Страница 4 из 18
Такого же рода принципиальные расхождения касались и ног сенаторов.
Право-левые не жалели сил и средств, доказывая, что каждый гражданин Потогонии, если хочет быть счастливым, должен вставать с правой ноги.
Лево-правая партия, разумеется, высмеивала это суеверие и, не жалея средств и сил, предлагала точный рецепт для потогонийского расцвета, а именно — вставание с левой ноги!
Эти противоречия целиком поглощали время сенаторов обеих партий, естественно, не оставляя места для менее серьезных расхождений. Таким образом, во всех других вопросах между право-левыми и лево-правыми царило трогательное единодушие.

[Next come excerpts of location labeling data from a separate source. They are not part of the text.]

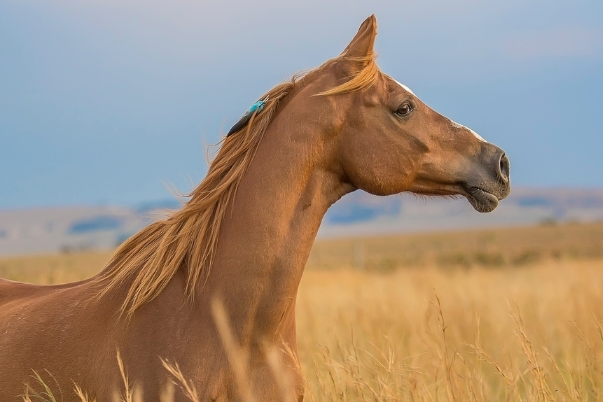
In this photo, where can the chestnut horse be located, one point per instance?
(212, 288)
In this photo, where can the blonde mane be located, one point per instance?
(189, 237)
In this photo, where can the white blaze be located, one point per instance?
(457, 125)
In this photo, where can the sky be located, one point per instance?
(114, 101)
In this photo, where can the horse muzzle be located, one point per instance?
(489, 182)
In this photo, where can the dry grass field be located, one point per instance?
(491, 315)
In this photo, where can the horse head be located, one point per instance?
(387, 141)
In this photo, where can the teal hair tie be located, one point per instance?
(255, 108)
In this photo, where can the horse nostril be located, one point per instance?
(503, 168)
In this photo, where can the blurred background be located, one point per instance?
(104, 105)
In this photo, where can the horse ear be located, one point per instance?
(362, 44)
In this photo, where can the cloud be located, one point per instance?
(562, 42)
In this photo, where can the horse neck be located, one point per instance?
(267, 236)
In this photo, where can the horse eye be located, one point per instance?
(404, 109)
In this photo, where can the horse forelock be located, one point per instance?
(147, 261)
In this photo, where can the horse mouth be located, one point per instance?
(481, 200)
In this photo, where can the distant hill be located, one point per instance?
(100, 227)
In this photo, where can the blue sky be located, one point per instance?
(109, 101)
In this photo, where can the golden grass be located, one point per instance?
(529, 330)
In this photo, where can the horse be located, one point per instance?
(205, 297)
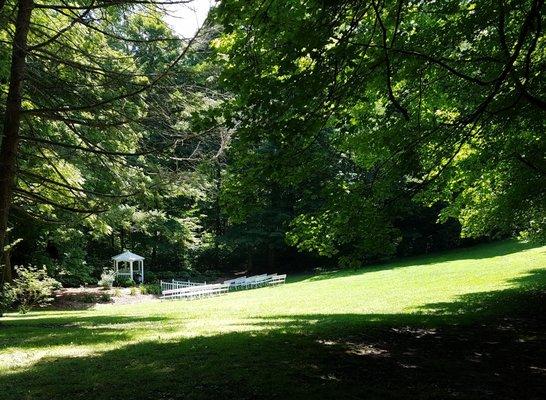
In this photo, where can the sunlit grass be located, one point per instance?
(407, 290)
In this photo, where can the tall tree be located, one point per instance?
(438, 102)
(80, 98)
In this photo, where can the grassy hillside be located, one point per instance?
(464, 324)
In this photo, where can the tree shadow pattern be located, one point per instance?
(484, 345)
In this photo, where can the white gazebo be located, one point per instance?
(126, 268)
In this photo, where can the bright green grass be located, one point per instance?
(250, 338)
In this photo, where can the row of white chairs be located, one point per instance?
(255, 281)
(174, 284)
(195, 290)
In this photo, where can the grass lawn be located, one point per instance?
(466, 324)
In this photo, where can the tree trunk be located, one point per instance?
(12, 119)
(218, 220)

Однако в результате сложных интриг и подкупов на последних выборах большинство в сенате получили лево-правые, окончательно посрамив своих противников во главе с их лидером — сенатором Портфеллером.
Но кто бы мог подумать, что дело зайдет так далеко и даже знаменитому Портфеллеру придется искать убежище на старой свалке!..

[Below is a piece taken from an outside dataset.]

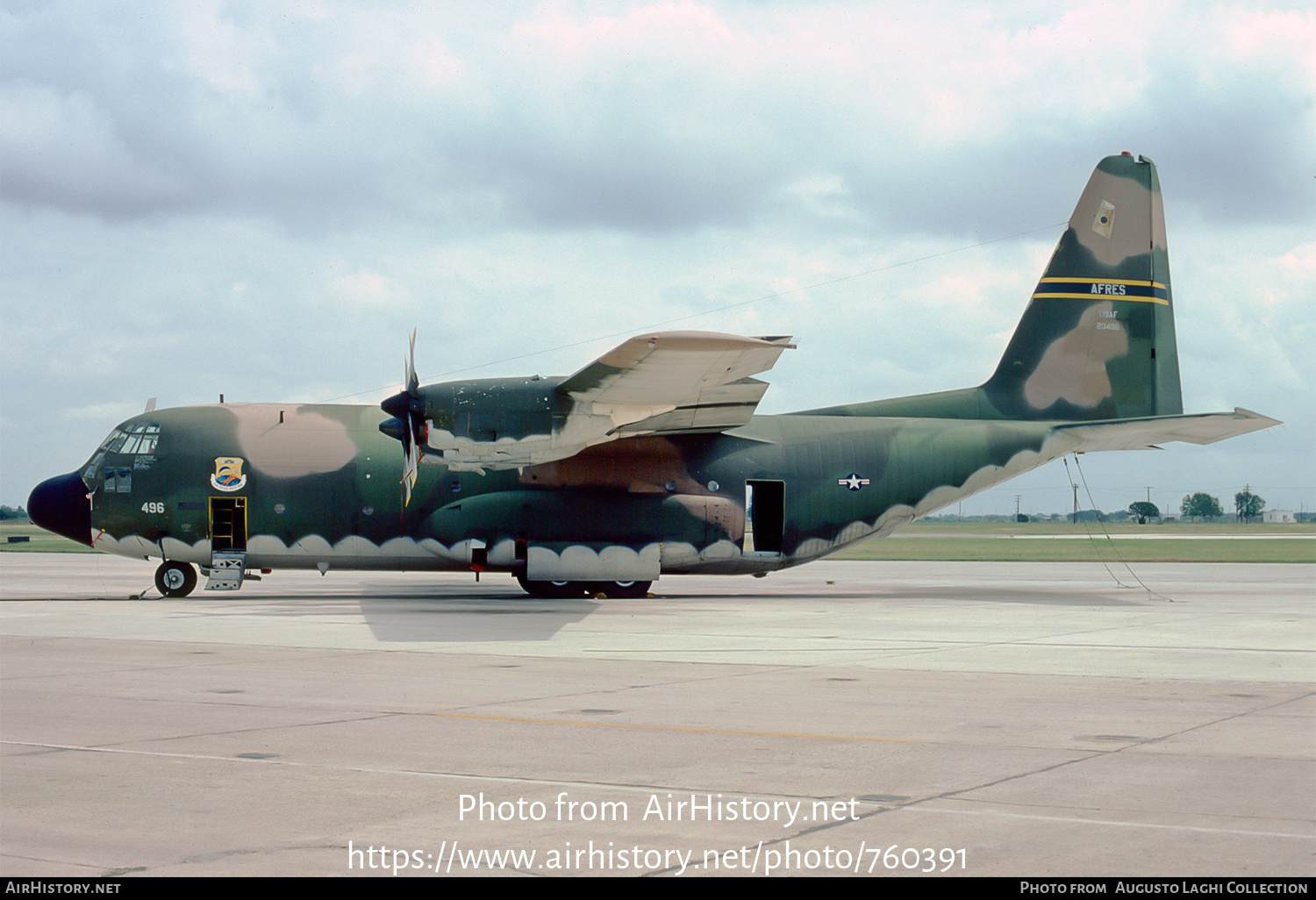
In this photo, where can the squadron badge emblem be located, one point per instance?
(228, 474)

— Минуточку, сэр! — сказал Генри. — Тут, рядом, валяются предвыборные плакаты. Я проверю.
Генри обогнул две-три кучи мусора и очутился прямо перед громадным железным щитом, с которого улыбалось увеличенное в сотни раз лицо толстяка. Да, это был он, сомнений не оставалось.
«Голосуйте за друга народа Гарри Портфеллера! — призывал плакат. — Только наш Гарри сможет научить вас шагать по жизни правильно, с правой ноги!»

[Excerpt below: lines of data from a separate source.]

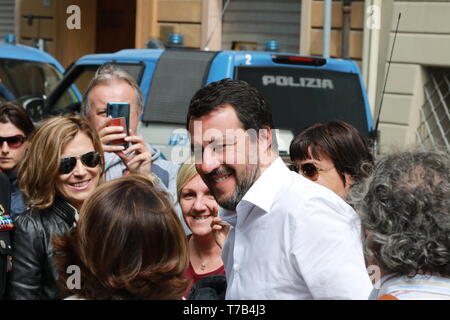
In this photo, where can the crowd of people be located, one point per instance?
(85, 219)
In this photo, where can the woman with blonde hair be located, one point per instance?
(62, 167)
(128, 243)
(199, 209)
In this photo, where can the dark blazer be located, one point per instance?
(33, 275)
(5, 236)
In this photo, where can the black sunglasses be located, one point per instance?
(90, 159)
(13, 142)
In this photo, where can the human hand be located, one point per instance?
(136, 157)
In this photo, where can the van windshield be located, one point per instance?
(20, 79)
(302, 96)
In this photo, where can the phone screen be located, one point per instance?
(120, 112)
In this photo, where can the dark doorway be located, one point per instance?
(116, 25)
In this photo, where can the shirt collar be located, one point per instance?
(265, 189)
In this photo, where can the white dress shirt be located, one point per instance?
(293, 239)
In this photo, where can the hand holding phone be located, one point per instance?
(120, 112)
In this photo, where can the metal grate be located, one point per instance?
(434, 129)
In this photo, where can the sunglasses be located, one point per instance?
(90, 159)
(13, 142)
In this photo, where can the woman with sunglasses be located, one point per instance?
(16, 129)
(333, 154)
(62, 167)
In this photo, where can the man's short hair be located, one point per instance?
(107, 73)
(405, 207)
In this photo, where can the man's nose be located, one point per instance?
(209, 162)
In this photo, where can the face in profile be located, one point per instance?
(13, 146)
(77, 180)
(226, 165)
(198, 206)
(112, 91)
(323, 172)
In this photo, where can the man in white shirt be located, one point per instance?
(291, 238)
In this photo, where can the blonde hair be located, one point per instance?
(186, 172)
(40, 167)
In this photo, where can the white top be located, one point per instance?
(293, 239)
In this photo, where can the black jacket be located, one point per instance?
(5, 235)
(33, 275)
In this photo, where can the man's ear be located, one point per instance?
(265, 138)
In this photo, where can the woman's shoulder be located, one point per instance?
(29, 220)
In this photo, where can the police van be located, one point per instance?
(27, 75)
(301, 90)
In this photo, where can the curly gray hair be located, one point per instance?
(405, 209)
(106, 73)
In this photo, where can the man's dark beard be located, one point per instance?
(243, 185)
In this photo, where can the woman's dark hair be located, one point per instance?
(340, 142)
(250, 106)
(128, 244)
(12, 112)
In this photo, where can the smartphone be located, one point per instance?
(120, 112)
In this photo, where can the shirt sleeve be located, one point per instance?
(28, 251)
(327, 246)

А почти рядом, на ветхом ящике, жалобно поскрипывающем от непривычной тяжести, стоял во весь рост живехонький, хотя и похожий на гранитный монумент, сам друг народа. Это было зрелище величественное и захватывающее.
И вряд ли вызовет удивление то, что уже через несколько минут после самоводружения монумента рядом с ним стояло десятка два самых пожилых и самых юных жителей Города Улыбок и с восхищением глазело на полную достоинства фигуру сенатора.
— Рэд, мчись к «Бриллиантовой конуре», — тихо сказал Генри. — Может быть, придется запускать кота на орбиту. Возьми Ноя, а Лиз пусть останется. В случае чего она подаст сигнал.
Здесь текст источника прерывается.